Uneven Progress-We Need to Catch Up

"Money is being spent. Smart classrooms are being built on both campuses and businesses. Collegiate faculty and corporate trainers are successfully integrating electronically delivered learning materials into literally thousands of courses focusing on traditional and non-traditional subjects . . .. [E]-learning is evolving in ways that few had predicted." (Zemsky & Massy, 2004, p. 60)

That's from the concluding section of Robert Zemsky and William F. Massy's recent report, Thwarted Innovation: What Happened to eLearning and Why. If this portion of their concluding remarks sounds less than enthusiastic, then you're getting their main point. The authors, as do I, believe that major positive accomplishments are yet to come in eLearning, but their report is a pragmatic look at what's really happened in the past ten years.

Zemsky and Massy had set up "weatherstations" on a number of campuses and in a number of corporations, where groups of faculty, staff, and students were to be committed to report on a variety of eLearning indices over time. The plan didn't succeed in the corporate world because the timing coincided with the economic recession and the training officers who were to be weatherstation operators "began to disappear-the victims of corporate reorganizations and downsizings." Participation by students also proved to be peripatetic and not useful, and the authors note that student opinion and experience remain variables relatively unmeasured and unaccounted for in anyone's analysis and research on eLearning.

The staff and faculty participation was excellent, however, and one of the remarkable sets of information that comes from this study over an 18-month period is how frequently individual perceptions of the success of eLearning implementation varied.

I want to address only one limited observation of the report, but I suggest you to read the entire document. The authors claim their findings invalidate some implicit assumptions of early eLearning optimism:

· "If we build it they will come-not so": The vast majority of students taking online courses were already taking traditional courses on their campuses. There really isn't a good market for eLearning products.
· "The kids will take to e-learning like ducks to water-not quite": Students are more concerned with the convenience of access to materials but not captivated by eLearning itself.
· "eLearning will force a change in the way we teach-not by a long shot": The tools actually in use, course management systems and PowerPoint, mostly, have just reinforced traditional teaching styles.
· eLearning will create international networks of scholars and learners-well, scholars, yes: Most eLearning still takes place strictly within national boundaries, despite a thriving international network of scholars and researchers.

In terms of the IT tools used in eLearning, the authors feel that mostly what has happened is the adoption of course management systems (which may even tend to reinforce traditional teaching styles rather than subvert or evolve them) and the very rapid adoption of PowerPoint slide shows as teaching tools. What is missing still, they say, is an easy way for educators to create and use learning objects, the lack of which is severely impeding the promise of improvements in teaching and learning styles.

Coincidentally, my Syllabus colleague, Howard Strauss, of Princeton University, recently captured this concern of Zemsky and Massy in a prescient way in his recent Syllabus article titled What's Next: Course Creation Systems.
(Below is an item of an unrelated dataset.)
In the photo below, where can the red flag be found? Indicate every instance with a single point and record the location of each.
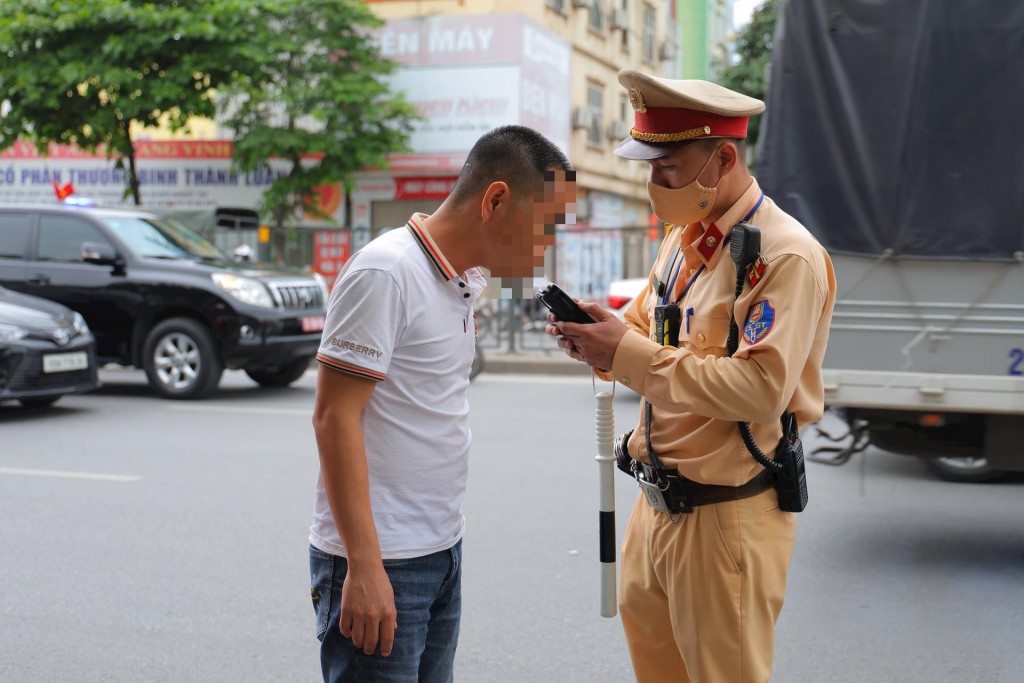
(62, 193)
Zemsky and Massy put it as "there needs to emerge a dominant design, particularly for the learning objects that are eLearning's building blocks. It is not just a matter of making them easier to create-although that end is important-but also more interchangeable and more easily linked with one another. Howard calls this a Course Creation System (CCS), and it fills the bill.

Why did we ever think that faculty, except for a few bleeding-edge folk who contribute mightily to the MERLOT collection, would ever be able to find the time and get enough support to create libraries full of learning objects? It's much easier to learn the ins and outs of a CMS and how to produce a slide show. When you're young and a student, and if you have time on your hands, you might just spend the time to learn new things. And young people learn things more quickly. Zensky and Massy found that students' software purchases reflected items that do have somewhat steep learning curves-such as Adobe Photoshop, Acrobat, and various Macromedia products. Students are putting those things to use to express themselves, in some ways to create reports and papers that are more like learning objects than the slide shows their professors put on the class Web sites.
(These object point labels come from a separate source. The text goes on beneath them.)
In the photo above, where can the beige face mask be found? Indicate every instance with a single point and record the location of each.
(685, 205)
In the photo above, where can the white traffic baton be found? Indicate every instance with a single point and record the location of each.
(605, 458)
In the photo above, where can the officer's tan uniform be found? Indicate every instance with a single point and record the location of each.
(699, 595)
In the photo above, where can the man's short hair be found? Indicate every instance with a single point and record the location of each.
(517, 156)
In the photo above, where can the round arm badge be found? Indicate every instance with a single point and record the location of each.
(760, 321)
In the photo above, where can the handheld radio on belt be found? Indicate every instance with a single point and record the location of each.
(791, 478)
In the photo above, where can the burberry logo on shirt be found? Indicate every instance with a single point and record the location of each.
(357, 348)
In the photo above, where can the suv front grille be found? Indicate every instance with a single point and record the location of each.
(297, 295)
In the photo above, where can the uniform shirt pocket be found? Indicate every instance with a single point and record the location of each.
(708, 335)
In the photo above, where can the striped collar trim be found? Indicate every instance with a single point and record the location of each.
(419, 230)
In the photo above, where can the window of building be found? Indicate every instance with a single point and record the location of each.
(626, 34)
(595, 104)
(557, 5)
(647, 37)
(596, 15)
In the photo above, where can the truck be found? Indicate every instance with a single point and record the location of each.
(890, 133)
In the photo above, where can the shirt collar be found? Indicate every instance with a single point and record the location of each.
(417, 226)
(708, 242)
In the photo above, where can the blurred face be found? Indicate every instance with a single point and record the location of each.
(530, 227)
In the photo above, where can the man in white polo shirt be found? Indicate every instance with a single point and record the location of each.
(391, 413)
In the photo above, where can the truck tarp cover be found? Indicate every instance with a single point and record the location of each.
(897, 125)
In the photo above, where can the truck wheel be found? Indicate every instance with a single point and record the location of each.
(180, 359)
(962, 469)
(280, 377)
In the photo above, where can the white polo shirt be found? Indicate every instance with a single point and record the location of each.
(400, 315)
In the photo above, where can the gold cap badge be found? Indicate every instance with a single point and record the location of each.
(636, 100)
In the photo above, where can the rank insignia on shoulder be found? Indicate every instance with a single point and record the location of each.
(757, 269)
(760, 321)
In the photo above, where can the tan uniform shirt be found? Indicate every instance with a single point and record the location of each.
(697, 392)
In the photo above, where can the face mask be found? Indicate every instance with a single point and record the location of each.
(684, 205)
If you're a faculty person, the learning curve to get facile in those programs, not to mention even more sophisticated programs relating to three-dimensional stuff and video, is imposing. PowerPoint fills the bill without much of a learning curve. And course management software lets you think you're doing the latest thing-a subtle subversion of transformation.

What if the CCS made it as easy to create useful learning objects as to produce a slide show? Would we then see a transformation in teaching and elearning practice? As Howard puts it: "Learning management systems are now pretty good at managing courses. It's time we had software that [easily] creates something for them to manage." It can be done.